There are certainly some novel compression schemes out there, and different ways to represent numbers. For compression on disk, assuming a Python implementation, you could use compressed pickles with gzip
, for example.
I think the overhead with these ML packages, like Tensorflow, can easily can get out of hand, and aren’t necessary beyond basic Numpy, or simple low level routines in C/Rust, for doing embedding analysis. May be required for massive massive things. Although GPU’s could still come in handy for this problem if you have one laying around.
So with this in mind, there are simple ways to get full dynamic range for each embedding chunk by storing an extra FP number per vector.
For each embedding vector, you find the largest magnitude, then you rescale these values to this largest magnitude, assuming two’s compliment, like so for this 16 bit example:
Vectorized Python conversion for 16 bit.
import numpy as np
def convert_array_np(arr):
arr = np.clip(arr, -1, 1) # Ensuring values are within [-1, 1]
scaled_arr = np.round(arr * 32768).astype(int)
scaled_arr = np.clip(scaled_arr, -32768, 32767) # Clipping to 16-bit signed int range
return scaled_arr
# Example usage
arr = np.array([0.5, -0.5, 1, -1, 0.1])
converted_arr = convert_array_np(arr)
print(converted_arr)
In the code above, you pre-process the array arr
by dividing the entire array by the max magnitude (Positive or negative, but store only magnitude. Note: This is not done in the code above, you would do it outside and before this function). And you record this magnitude for later. Also you’d have to recast this array to 16 bit signed integers, not shown.

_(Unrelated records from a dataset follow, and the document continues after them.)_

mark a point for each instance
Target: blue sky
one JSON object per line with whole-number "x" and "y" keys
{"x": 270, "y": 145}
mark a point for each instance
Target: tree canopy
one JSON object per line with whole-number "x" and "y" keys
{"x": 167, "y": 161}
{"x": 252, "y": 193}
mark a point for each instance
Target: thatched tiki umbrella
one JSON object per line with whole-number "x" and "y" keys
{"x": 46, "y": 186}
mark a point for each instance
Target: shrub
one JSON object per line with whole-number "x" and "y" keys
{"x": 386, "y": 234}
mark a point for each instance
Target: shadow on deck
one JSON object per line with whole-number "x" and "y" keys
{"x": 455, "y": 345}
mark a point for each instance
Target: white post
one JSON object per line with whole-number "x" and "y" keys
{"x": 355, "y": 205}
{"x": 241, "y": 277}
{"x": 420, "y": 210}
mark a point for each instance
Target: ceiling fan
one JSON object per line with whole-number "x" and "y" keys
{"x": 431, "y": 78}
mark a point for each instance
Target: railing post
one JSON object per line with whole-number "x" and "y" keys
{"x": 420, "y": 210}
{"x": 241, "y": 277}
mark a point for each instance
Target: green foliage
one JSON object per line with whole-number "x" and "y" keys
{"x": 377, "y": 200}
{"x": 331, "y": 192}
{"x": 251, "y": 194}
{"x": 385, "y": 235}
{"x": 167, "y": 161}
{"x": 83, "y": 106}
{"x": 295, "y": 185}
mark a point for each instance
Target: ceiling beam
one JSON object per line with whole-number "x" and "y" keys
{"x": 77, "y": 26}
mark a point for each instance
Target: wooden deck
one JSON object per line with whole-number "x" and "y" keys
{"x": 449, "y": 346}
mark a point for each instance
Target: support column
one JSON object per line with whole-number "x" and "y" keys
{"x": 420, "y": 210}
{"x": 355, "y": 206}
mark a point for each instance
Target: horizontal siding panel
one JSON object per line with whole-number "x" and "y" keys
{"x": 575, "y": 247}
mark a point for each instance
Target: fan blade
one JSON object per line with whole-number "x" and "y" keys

You now have max dynamic range on this embedding vector for your chosen bit depth.
You do your integer math for the dot-product, then you scale the result by both the input max magnitude and the target knowledge vector max magnitude. So essentially 2 extra FP multiplies. So if the first one hit -0.734, and the second one hit 0.539, you correlate and multiply the correlation by 0.734*0.539. And of course you divide by 2^{15} if you want to get back to \pm 1 cosine similarities.
As for \mu-Law, my understanding is that is more to do with speech and human hearing. But I have more of a DSP, non-audio background, so I’m not sure.
Instead, the embeddings lend themselves more to the non-audio, pure DSP signal processing domain, IMO, since they aren’t audio per se.